When we temporarily closed the dental clinic in March, we understood the profound impact it would have on our patients’ oral health. Most of our patients have moderate to severe dental issues, requiring several visits to address the multiple issues that have impacted their ability to smile, eat, and sleep. Lack of fluoridated water, inability to pay for services, and years of deferred or delayed care are just some of the root causes for the dental issues our patients experience. Our patients rely on our free services to address dental issues and alleviate pain so that they can get back to their jobs and families.

We also knew that when it was safe to re-open the dental clinic, we might not have dentists who could volunteer with us, at least not immediately. Those in private practice are focused on keeping their businesses going, meaning they often work on Fridays – the day most volunteer at Oasis. Because many of our volunteer dentists are over 60 and in the high-risk category, we weren’t sure if they would return. As a result, and for the first time in our history, we hired a staff dentist for eight hours per week to provide care to our patients. This, it turns out, has been one of the best things to come out of the pandemic.

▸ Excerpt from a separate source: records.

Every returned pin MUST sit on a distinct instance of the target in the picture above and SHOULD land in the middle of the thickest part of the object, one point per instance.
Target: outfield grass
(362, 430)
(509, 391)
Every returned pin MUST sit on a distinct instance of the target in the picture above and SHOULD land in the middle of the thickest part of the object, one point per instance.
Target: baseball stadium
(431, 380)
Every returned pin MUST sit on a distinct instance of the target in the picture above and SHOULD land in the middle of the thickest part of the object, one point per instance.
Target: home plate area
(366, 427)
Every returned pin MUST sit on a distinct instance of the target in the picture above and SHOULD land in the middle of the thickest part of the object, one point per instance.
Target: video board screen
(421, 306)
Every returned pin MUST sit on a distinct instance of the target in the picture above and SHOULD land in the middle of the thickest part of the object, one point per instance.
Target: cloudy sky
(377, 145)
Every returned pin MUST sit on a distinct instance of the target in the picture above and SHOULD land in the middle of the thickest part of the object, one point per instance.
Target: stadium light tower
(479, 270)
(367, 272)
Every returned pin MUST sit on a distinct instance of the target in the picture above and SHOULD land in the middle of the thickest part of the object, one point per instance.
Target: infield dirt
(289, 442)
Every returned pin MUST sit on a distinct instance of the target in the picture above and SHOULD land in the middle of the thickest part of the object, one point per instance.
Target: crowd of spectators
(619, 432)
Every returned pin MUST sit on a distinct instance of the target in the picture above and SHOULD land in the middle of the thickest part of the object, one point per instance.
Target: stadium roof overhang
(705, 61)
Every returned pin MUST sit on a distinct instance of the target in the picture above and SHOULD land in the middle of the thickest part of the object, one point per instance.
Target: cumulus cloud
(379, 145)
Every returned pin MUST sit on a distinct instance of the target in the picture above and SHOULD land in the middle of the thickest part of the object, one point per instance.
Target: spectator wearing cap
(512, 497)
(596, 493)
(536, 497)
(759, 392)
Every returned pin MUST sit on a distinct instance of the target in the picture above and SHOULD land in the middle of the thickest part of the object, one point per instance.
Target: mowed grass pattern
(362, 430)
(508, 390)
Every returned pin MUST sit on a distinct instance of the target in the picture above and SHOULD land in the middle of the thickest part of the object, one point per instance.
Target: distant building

Dr. Flo Edwards started in early September and jumped quickly into action, providing almost $12,000 in free dental care during her first six weeks. She has delivered a wide array of dental services – comprehensive exams, extractions, and fillings – and our patients have been thrilled to have access to dental care again. My office is down the hall from the dental suites, and I have a front row seat to their smiles and calls of, “Thank you!” as they leave the clinic.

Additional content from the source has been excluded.